Let me answer your questions first

Multiple GPUs: Yes. I would actually recommend to run two threads per GPU. It depends a bit on how long your workflow is and how small the images are. Long workflows and small images means: Many threads per GPU make sense. Side note: CLIJs multi-threading GPU support was nicely explored and made possible by @maarzt.
Multi-Cluster-Node: There is no support yet for that. I think this should be solved on a different level; outside CLIJ and outside Java actually.
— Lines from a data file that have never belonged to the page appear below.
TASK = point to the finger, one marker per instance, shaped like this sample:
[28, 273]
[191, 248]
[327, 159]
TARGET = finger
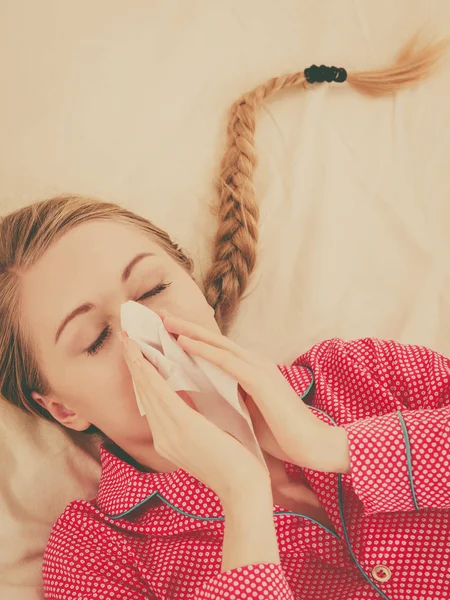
[225, 359]
[197, 332]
CLIJ is per default headless. It doesn’t show any result image until you explicitly pull/show it. There is also no graphical user interface involved if you call methods from scripts. If you want to run CLIJ from the command line, I recommend taking a look at this example. If you prefer executing docker containers with clij inside, this Apeer example might be of interest. Both use CLIJ and were never updated to CLIJ2 because of limited community interest. But I’m happy to update it if necessary. It should be pretty straight-forward.

Guided tour

In ImageJ, when having a timelapse dataset open and you process it with classical filters, the GUI will ask you “Do you want to process the whole stack?”. If CLIJ would work like this (it doesn’t), that would mean, all individual time points would pushed to GPU, processed and results would be pulled back; for every single operation! That means, the processing is CPU-GPU-memory-transfer-dominated and thus, wouldn’t work efficiently. More details on this issue on youtube. We need to go a different way.

Level 1: Scripting

In order to exploit multiple GPUs efficiently, we need to define the GPU-accelerated processing workflow as a thing/object/class and deploy it to the GPUs. “Dear GPUs, here is a workflow, please execute it in parallel.” The Jython scripting way of doing it looks like this:

Level 2: Java

Programming classes in Jython appears unnatural to me (maybe it’s just me). I prefer programming classes in Java and then just calling them from Jython. If you also think so, that code example (similar to the Jython version above) might be interesting for you as well:

In both above cases, you still need to organize what is processed by which Processor on which GPU. In case of multi-timepoint/channel data, that might always be the same boiler plate code. Thus, I implemented a way of generalizing that:

Level 3: Framor

Assume, you have a Java interface (FrameProcessor) which defines a procedure as “This thing can be executed on frames independently”. You can then implement workflows (mini examples here) which can be automatically deployed to multiple GPUs. Framor takes care or organizing what is when processed where.

Level 4: Tilor

What we can do with frames, can obviously also be done with tiles. I programmed it (actually before Framor) and it turned out that this doesn’t work efficiently with ImageJ data structures. To manage the tiles more efficiently, we need to go for imglib2. I discussed that with @axtimwalde here. I’m pretty convinced that this will work but didn’t find time yet to implement it. I focused on:

Level 0: Auto-generating GPU-accelerated code

Obviously, for all the above strategies you need a person who knows what functions CLIJ offers and how to assemble them to a workflow in advanced scripting or objected oriented programming languages. This is the major bottleneck. Thus, I programmed an interactive workflow-designer which comes with an expert system suggesting what operations are applicable/worthwhile to your images. This tool also allows you to generate code in various scripting languages which you could copy&paste into the Jython example. Furthermore, you can generate Java code for Fiji-Plugins minimizing efforts on the coding side.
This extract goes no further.